Em 1974, William T. Summerlin, chefe da seção de imunologia de transplantes do famoso Instituto Sloan-Kettering, anunciou que podia transplantar em animais córneas, glândulas e pele, inclusive de espécies diferentes. E mostrava como prova um rato branco no qual um fragmento da pele preta de outro rato tinha sido enxertada. Mas era uma fraude: usando uma caneta hidrográfica, Summerlin simplesmente pintara de preto aquela parte.


Fusão fria


Mais ou menos na mesma época ocorreu o caso do psicólogo Cyril Burt, que fizera uma brilhante carreira acadêmica na Inglaterra, tendo sido um dos pioneiros no uso dos testes psicológicos.

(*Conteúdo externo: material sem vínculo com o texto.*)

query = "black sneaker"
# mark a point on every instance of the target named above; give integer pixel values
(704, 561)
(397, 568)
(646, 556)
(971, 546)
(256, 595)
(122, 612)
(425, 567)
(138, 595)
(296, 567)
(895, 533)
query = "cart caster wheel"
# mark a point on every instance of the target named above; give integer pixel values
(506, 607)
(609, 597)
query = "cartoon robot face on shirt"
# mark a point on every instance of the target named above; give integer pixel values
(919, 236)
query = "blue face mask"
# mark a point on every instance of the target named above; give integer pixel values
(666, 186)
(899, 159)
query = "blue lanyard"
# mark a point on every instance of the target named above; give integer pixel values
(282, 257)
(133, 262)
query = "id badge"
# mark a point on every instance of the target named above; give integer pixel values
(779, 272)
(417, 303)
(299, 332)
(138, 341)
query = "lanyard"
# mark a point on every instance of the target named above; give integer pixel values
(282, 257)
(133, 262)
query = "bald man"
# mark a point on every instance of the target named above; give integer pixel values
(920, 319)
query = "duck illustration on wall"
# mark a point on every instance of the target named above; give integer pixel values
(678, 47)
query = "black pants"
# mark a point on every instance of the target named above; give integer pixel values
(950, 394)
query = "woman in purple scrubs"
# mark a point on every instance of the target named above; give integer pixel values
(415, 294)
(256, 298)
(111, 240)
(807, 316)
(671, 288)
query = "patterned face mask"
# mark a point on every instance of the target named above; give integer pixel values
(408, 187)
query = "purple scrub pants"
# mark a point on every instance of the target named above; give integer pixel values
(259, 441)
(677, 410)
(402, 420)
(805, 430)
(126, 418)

Publicou numerosos artigos sobre o tema e finalmente empreendeu um estudo sobre a genética do comportamento. Trabalhando com gêmeos, pesquisou a hereditariedade da inteligência, medida por testes de QI.

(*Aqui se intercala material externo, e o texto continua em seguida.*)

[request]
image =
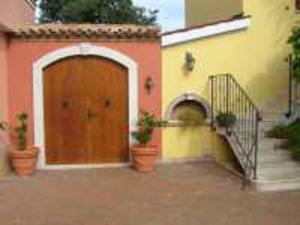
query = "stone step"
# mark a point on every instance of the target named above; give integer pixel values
(279, 171)
(274, 157)
(278, 185)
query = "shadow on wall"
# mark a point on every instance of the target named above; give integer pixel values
(4, 164)
(272, 81)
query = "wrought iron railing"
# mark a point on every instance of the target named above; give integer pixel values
(229, 98)
(294, 89)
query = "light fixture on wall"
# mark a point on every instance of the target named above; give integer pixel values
(190, 61)
(149, 84)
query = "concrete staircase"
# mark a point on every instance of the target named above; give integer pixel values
(276, 170)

Quando esses trabalhos foram reexaminados, constatou-se que os dados eram fraudulentos; dois de seus supostos colaboradores teriam sido inventados pelo próprio Burt. É preciso dizer que Burt teve seus defensores, mas, de qualquer modo, sua reputação ficou seriamente abalada.

Na área da física podemos mencionar a teoria da "fusão fria" ("cold fusion", 1989), que, segundo os pesquisadores Stanley Pons e Martin Fleischmann, seria uma fonte ilimitada de energia. Mas era fria mesmo: outros cientistas não conseguiram reproduzir o trabalho.


Finalmente tivemos, há dez anos, o caso de Alan Sokal. Professor de Física na Universidade de Nova York, Sokal publicou na revista "Social Text" um artigo intitulado "Transgredindo as Fronteiras: Para uma Hermenêutica Transformadora da Gravidade Quântica".


Sal na ferida


Tratava-se de uma gozação destinada a mostrar como é possível, por meio de uma linguagem complicada, enganar até mesmo uma revista de prestígio (não é preciso dizer que os editores não gostaram nem um pouco da história). Jogando sal na ferida, ele denunciou o "declínio dos padrões de rigor científico na área acadêmica de humanidades".


Richard Lewontin, biólogo evolucionista e ensaísta conhecido, vai mais além e pergunta: "Por que deveríamos confiar nos cientistas, que, afinal têm suas próprias agendas políticas e econômicas?". É uma perigosa generalização, mas os interesses, a busca de prestígio, a luta por cargos realmente podem exercer um efeito pernicioso sobre a conduta das pessoas.


David Goodstein, da Universidade da Califórnia, aponta dois outros fatores na gênese da fraude científica: a pressão da carreira e o tipo de pesquisa: aquelas cujos resultados não poderiam ser facilmente reproduzidas se constituem em "tentação" maior. Aliás, um estudo da socióloga Pat Woolf, com 26 casos de fraude entre 1980 e 1986, mostrou que a maioria (21 estudos) era da área biomédica, onde a incerteza quase sempre existe. Mas, ao fim e ao cabo, trata-se de uma questão de ética. E deve ser abordada já na universidade: em matéria de fraude na ciência, é melhor prevenir do que remediar.